Стараясь, чтобы уход ее не слишком походил на паническое бегство, Дженнифер выбралась из постели и, все время ощущая на себе его взгляд, поспешно набросила атласный пеньюар. Она уже взялась за ручку двери, как вдруг Дон, широко улыбнувшись, предложил:
— Как насчет того, чтобы разделить со мною ванну?
— Нет, благодарю, — чопорно отказалась Дженнифер и опрометью бросилась к себе.
Вернувшись в свою спальню, она в рекордный срок приняла душ и оделась. Чем скорее они поедят и отбудут с острова, тем лучше. Каждая минута, проведенная в обществе Дона, таит в себе неодолимое искушение, и если она снова проявит слабость… Нет, ни в коем случае!
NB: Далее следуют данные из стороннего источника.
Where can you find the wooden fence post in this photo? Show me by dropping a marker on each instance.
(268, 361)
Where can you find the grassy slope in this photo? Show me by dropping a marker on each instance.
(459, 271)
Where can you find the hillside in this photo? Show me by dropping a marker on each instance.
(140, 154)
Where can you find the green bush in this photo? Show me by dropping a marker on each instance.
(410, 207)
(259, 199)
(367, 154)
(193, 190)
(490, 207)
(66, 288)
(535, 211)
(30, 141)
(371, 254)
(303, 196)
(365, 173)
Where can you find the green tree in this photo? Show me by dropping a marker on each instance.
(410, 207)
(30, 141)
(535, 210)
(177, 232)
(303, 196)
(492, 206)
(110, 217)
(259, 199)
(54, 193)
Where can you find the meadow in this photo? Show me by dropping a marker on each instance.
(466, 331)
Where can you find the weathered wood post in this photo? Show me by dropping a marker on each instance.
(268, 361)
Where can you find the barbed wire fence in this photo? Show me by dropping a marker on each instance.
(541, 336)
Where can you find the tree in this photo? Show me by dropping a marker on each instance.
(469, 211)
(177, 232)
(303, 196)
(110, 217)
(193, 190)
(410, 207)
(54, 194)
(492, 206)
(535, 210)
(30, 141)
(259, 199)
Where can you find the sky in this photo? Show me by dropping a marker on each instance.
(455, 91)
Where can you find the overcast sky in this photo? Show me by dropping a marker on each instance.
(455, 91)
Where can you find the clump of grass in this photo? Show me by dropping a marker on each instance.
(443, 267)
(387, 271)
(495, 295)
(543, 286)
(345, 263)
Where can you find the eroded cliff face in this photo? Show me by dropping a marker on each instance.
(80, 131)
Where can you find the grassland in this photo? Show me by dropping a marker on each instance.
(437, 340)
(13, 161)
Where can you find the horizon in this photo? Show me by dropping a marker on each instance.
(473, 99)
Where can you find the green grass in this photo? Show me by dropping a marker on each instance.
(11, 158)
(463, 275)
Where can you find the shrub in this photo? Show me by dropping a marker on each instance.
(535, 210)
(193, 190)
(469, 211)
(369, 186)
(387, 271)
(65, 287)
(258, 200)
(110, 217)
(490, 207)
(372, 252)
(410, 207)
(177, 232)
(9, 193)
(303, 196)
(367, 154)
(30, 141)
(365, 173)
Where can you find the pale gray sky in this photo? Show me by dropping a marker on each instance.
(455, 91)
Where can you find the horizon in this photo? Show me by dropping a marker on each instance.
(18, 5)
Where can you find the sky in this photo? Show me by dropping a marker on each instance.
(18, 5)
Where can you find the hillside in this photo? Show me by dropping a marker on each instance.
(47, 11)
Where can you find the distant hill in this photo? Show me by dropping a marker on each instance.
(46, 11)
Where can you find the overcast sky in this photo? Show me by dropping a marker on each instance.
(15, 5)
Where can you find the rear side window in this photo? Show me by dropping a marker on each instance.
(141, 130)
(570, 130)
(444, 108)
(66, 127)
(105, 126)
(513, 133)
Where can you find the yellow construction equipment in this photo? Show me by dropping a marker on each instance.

Если она вернется к мужу, отлично зная, какого тот о ней мнения, эта мысль отравит ей дни и ночи, уничтожит последнюю надежду на счастье. А когда лихорадочный жар Дона угаснет и жена ему надоест, разрыв окажется куда более болезненным!
Остановив выбор на бежевом джемпере и коричневой юбке, Дженнифер затолкала остальные вещи в саквояж и спустилась в кухню. Распахнув дверцы буфета, отыскала ветчину в банке, консервированные помидоры, хлеб и соорудила нечто похожее на горячие бутерброды. Весело побулькивала кофеварка, а Дженнифер уже выкладывала бутерброды на тарелки, когда появился Дон — как всегда, импозантный в черной водолазке и серых брюках.